BY LETTER OF APRIL 17, 1957, OUR REFERENCE DW-Z-1809750-NW-4, PAYMENT WAS AGAIN REQUESTED. IN THE LETTER OF MAY 2, RECONSIDERATION OF THE CLAIM IS REQUESTED ON THE FOLLOWING BASIS:

"THE QUESTION OF PRIMARY IMPORTANCE TO CONSIDER IS WHO SHALL BEAR THE LOSS WHERE AN EMPLOYE OF DOUGLAS MAKES AN ASSUMPTION, WHICH LATER PROVES FALLACIOUS, IN CARRYING OUT HIS ROUTINE DUTIES IN THE PERFORMANCE OF A COST TYPE FACILITIES CONTRACT, WHICH PAYS NO FEE OR PROFIT TO DOUGLAS, AND THEREBY DIRECTS A SHIPMENT OF FACILITY CONTRACT ITEMS BY FREIGHT CARRIERS WHO CHARGE A HIGHER RATE BETWEEN LOS ANGELES AND TULSA THAN ANOTHER CARRIER CHARGES BETWEEN THE SAME TWO POINTS, LOS ANGELES AND TULSA, DUE TO A DIFFERENCE IN ROUTING.

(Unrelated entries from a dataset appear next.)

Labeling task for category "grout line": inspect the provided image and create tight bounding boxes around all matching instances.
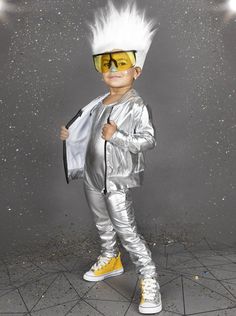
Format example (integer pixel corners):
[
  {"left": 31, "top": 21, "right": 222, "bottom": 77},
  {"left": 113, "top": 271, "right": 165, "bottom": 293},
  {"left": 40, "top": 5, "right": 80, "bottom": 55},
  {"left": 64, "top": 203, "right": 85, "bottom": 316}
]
[{"left": 181, "top": 275, "right": 186, "bottom": 315}]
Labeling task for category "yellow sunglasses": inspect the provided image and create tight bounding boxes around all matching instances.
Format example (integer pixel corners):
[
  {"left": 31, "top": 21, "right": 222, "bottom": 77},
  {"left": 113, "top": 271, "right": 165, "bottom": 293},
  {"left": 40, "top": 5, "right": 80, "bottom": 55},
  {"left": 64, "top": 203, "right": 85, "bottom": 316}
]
[{"left": 93, "top": 50, "right": 137, "bottom": 73}]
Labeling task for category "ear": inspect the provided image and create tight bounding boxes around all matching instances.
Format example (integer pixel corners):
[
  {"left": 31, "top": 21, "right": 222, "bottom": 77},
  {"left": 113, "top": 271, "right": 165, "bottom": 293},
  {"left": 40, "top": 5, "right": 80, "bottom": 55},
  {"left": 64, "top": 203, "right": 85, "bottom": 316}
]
[{"left": 134, "top": 66, "right": 142, "bottom": 79}]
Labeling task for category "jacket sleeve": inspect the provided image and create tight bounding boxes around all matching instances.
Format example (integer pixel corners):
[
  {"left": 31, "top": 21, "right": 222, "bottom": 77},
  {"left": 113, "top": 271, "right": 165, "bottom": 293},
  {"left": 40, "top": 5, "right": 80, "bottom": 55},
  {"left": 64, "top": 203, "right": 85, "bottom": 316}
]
[{"left": 108, "top": 105, "right": 156, "bottom": 154}]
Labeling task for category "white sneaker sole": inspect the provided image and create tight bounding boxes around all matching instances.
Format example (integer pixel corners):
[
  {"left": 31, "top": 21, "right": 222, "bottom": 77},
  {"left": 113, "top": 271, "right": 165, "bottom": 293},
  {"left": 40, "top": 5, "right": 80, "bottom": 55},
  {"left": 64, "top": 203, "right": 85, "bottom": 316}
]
[
  {"left": 139, "top": 304, "right": 162, "bottom": 314},
  {"left": 83, "top": 268, "right": 124, "bottom": 281}
]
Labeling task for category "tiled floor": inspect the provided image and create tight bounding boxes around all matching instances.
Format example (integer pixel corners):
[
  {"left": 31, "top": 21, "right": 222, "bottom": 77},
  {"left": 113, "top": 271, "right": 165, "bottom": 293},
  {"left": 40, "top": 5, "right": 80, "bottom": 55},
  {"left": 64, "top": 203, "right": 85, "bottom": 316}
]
[{"left": 0, "top": 239, "right": 236, "bottom": 316}]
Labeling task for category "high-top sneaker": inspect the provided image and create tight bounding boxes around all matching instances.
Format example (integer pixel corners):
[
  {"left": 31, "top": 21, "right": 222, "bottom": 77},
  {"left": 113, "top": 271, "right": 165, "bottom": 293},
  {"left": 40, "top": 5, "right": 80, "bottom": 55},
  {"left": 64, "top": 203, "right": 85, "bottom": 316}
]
[
  {"left": 139, "top": 276, "right": 162, "bottom": 314},
  {"left": 83, "top": 252, "right": 124, "bottom": 281}
]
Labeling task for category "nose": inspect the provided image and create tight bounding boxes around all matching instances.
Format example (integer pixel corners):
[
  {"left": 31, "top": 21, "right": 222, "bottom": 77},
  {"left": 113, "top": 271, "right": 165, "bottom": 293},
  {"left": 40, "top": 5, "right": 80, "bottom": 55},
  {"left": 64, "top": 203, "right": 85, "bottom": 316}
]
[{"left": 109, "top": 61, "right": 117, "bottom": 72}]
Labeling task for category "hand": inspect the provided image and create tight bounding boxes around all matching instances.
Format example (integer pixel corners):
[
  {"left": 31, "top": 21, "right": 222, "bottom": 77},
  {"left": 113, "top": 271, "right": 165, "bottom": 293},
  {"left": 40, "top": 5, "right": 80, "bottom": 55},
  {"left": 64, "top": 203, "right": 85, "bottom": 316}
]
[
  {"left": 102, "top": 121, "right": 117, "bottom": 140},
  {"left": 60, "top": 125, "right": 69, "bottom": 140}
]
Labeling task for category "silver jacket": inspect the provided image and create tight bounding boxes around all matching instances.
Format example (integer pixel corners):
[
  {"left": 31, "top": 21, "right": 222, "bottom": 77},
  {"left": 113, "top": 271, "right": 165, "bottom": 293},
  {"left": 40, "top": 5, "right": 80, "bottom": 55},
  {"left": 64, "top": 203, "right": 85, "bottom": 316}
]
[{"left": 63, "top": 88, "right": 156, "bottom": 190}]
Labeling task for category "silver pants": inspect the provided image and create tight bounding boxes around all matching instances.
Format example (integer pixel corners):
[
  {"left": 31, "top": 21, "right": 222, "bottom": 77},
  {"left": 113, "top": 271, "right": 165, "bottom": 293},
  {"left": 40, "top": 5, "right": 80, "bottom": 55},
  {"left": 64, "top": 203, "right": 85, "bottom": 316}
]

"THE DOUGLAS AIRCRAFT COMPANY, INC. IN ITS NEVER CEASING EFFORT TO BE A LOW COST AND EFFICIENT MANUFACTURER FOR THE DEPARTMENT OF DEFENSE HAS A MUTUAL INTEREST WITH THE GOVERNMENT IN ENSURING THAT ITS EMPLOYES ARE QUALIFIED, CAREFUL AND EFFICIENT WORKERS. HOWEVER, IT IS AXIOMATIC THAT EVEN THE BEST WORKER WILL AT SOME TIME OR OTHER MAKE A MISTAKE OR ERROR. THIS FACTOR IS CONSIDERED IN ESTABLISHING PRICES UNDER FIXED PRICE TYPE CONTRACTS. HOWEVER, THIS FACTOR WAS NOT CONSIDERED IN NEGOTIATING THE FACILITIES CONTRACT SINCE THE GOVERNMENT DIRECTED THAT IT SHOULD BE A COST TYPE CONTRACT WITH NO PROVISION FOR PAYMENT OF A FEE AND THERE WAS NO PRICING INVOLVED. ACCORDINGLY, A CAREFUL AND DETAILED EXAMINATION OF AF33/038/-18982 WILL NOT REVEAL ANY CONTRACT PROVISION WHICH CAN BE CONSTRUED TO IMPOSE LIABILITY ON DOUGLAS FOR MINOR MISTAKES AND ERRORS TO THE TYPE HERE INVOLVED.'

YOU CITE IN SUPPORT OF YOUR POSITION OUR DECISION REPORTED AT 20 COMP. GEN. 632 AND 21 COMP. GEN. 149. BOTH DECISIONS CONTAIN LANGUAGE TO THE EFFECT THAT IN THE COST-PLUS-A-FIXED-FEE CONTRACT FORM THERE UNDER CONSIDERATION, THE GOVERNMENT ASSUMES THE ACTUAL COST OF THE WHOLE WORK AND THE RISK THEREOF INCLUDING COSTS ARISING OUT OF "UNAVOIDABLE" NEGLIGENCE. IN BOTH CASES THAT CONCLUSION WAS BASED ON ARTICLE II, PARAGRAPH 1 OF THE CONTRACT FORM PROVIDING IN ESSENCE THAT THE CONTRACTOR SHALL BE REIMBURSED FOR SUCH OF HIS ACTUAL EXPENDITURES IN THE PERFORMANCE OF THE WORK AS ARE APPROVED OR RATIFIED BY THE CONTRACTING OFFICER INCLUDING LOSSES AND EXPENSES, NOT OTHERWISE COMPENSATED, SUSTAINED BY THE CONTRACTOR IN THE PERFORMANCE OF THE WORK AND FOUND BY THE CONTRACTING OFFICER TO BE JUST AND REASONABLE. THERE IS NO REQUIREMENT, AS IN THE PROVISION OF THE PRESENT CONTRACT WHICH IS QUOTED ABOVE, THAT THE CONTRACTOR SHALL TAKE ADVANTAGE OF THE MOST ADVANTAGEOUS PRICES.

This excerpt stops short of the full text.